If you have ever seen an actor’s face appear to melt like a Dalí painting (warping) or witnessed a stable scene suddenly strobe like a neon sign (flickering), you have encountered the limits of current neural networks. Fortunately, 2026 has also brought us the solutions.
In this comprehensive guide, we will break down the tactical approaches required to eliminate these artifacts, leveraging the newest models and professional workflows to ensure your output is nothing short of cinematic perfection.

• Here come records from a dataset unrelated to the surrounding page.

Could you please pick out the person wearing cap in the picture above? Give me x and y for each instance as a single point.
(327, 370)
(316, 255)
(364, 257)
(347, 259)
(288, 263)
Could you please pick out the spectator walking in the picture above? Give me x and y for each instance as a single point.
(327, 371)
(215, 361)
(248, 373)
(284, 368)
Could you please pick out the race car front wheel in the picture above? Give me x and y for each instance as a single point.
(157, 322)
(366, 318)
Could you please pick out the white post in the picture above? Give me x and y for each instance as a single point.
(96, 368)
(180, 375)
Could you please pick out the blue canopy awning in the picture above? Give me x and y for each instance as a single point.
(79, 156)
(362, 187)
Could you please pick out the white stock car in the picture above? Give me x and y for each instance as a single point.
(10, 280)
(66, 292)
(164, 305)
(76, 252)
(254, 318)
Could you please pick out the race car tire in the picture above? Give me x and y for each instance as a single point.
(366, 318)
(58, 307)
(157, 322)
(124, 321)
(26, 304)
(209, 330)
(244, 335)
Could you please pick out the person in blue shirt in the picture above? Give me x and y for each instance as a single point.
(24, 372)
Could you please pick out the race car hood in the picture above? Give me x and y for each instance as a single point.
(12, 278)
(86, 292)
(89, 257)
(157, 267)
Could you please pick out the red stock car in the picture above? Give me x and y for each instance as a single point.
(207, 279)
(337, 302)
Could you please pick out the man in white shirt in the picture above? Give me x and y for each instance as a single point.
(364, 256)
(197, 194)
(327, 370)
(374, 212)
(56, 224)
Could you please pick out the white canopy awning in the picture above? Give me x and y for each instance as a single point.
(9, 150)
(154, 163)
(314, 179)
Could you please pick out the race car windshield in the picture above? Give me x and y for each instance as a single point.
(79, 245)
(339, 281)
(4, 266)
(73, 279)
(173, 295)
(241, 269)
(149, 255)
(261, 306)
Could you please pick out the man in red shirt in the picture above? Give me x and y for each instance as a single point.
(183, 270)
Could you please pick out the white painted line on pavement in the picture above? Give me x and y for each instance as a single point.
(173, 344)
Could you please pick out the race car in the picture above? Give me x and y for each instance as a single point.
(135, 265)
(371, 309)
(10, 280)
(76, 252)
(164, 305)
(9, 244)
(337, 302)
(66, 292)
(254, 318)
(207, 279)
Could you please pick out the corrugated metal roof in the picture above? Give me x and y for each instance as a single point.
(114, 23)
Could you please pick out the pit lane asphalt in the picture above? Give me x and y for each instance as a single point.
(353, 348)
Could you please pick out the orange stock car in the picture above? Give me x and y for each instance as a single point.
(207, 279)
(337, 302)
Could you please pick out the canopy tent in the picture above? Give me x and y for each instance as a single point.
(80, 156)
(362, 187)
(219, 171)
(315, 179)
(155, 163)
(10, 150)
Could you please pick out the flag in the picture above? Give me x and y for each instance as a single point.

The Evolution of AI Video Repair in 2026
Before diving into the fixes, it is essential to understand why these issues occur. AI video enhancement relies on Temporal Consistency. The AI must look at Frame A and Frame C to "guess" what Frame B should look like. When the motion is too complex—such as water splashing, fast-moving limbs, or overlapping objects—the AI’s "guess" becomes inaccurate.
According to recent Deloitte insights on generative AI in media, the industry is moving toward "Diffusion-based" video restoration, which prioritizes structural integrity over raw sharpening. This shift is exactly what we see in the latest Topaz updates.
1. How to Fix "Warping" (Motion Artifacts)
Warping is perhaps the most distracting AI artifact. It manifests as "melty" edges or objects that look like they are vibrating underwater. This typically happens when the AI gets confused by non-linear motion.
Switch to 'Apollo Fast'
In previous years, the standard Apollo model was the go-to for slow-motion and frame interpolation. However, it often prioritized smoothness at the expense of edge rigidity. In 2026, Apollo Fast has emerged as the superior choice for footage with complex foreground/background separation. It is less aggressive, ensuring that the boundaries of objects remain crisp and "un-melted."
The "Double Pass" Strategy
A common mistake is trying to upscale a 1080p video to 4K while simultaneously increasing the frame rate from 24fps to 60fps in a single export. This overloads the model’s processing logic.
Pass 1: Run Frame Interpolation (Apollo Fast or Aion) at the original resolution.
Pass 2: Take that smoothed file and run an Upscaling model (like Iris or Proteus).
By separating the tasks, the AI can focus on one mathematical problem at a time, significantly reducing the likelihood of warping.
Enable 'Rolling Shutter' Correction
If your warping looks like a "jello" effect during camera pans, the issue might not be the AI model itself, but the source sensor. Modern AI video enhancement workflows now include a "Stabilization" step. In Topaz Video AI, enabling Rolling Shutter Correction fixes sensor-level distortion, providing a "cleaner" plate for the interpolation models to work with.
2. How to Fix "Flickering" (Brightness and Detail Flashes)
Flickering occurs when the AI calculates "Fine Tune Detail" differently for every frame. This results in a shimmering effect in textures like grass, brick walls, or grain.
Utilize 'Nyx v3' and 'Starlight'
As of early 2026, the Starlight model (a diffusion-based architecture) and Nyx v3 are the industry leaders in temporal stability. Unlike older models that process frames in isolation, these models look at a larger "window" of frames to ensure that brightness and noise levels remain constant across the timeline. This is particularly effective for restoring archival footage where original film grain can cause the AI to "pulse."
Lower 'Sharpen' and 'Recover Detail'
It is tempting to crank the sharpening to 100 to get that "4K look," but high-frequency sharpening is the primary cause of digital strobing.
Tactical Tip: Keep your 'Sharpen' values below 20. If the image looks soft, use a second pass with the Iris model, which is better at recreating facial details without introducing the flicker associated with Proteus.
The "Pro" Workaround (External De-Flickering)
For high-stakes commercial projects, many editors use Topaz for the "heavy lifting" of upscaling and then move to DaVinci Resolve. Using a "De-Flicker" node in the Color Page after exporting from Topaz is currently the gold standard for professional restoration.
3. How to Fix "Ghosting" (Double Images)
Ghosting happens when the AI "blends" two frames together instead of generating a unique middle frame. This creates a "trail" behind moving objects.
The Source Matter: Shutter Speed
AI cannot fix "baked-in" motion blur. If your source footage was shot with a slow shutter speed (the 180-degree rule), the blur is physically part of the pixels. When the AI tries to interpolate, it sees the blur as part of the object. According to the Motion Blur, this phenomenon is a result of the camera's sensor being exposed for a duration where the object moves across multiple pixels.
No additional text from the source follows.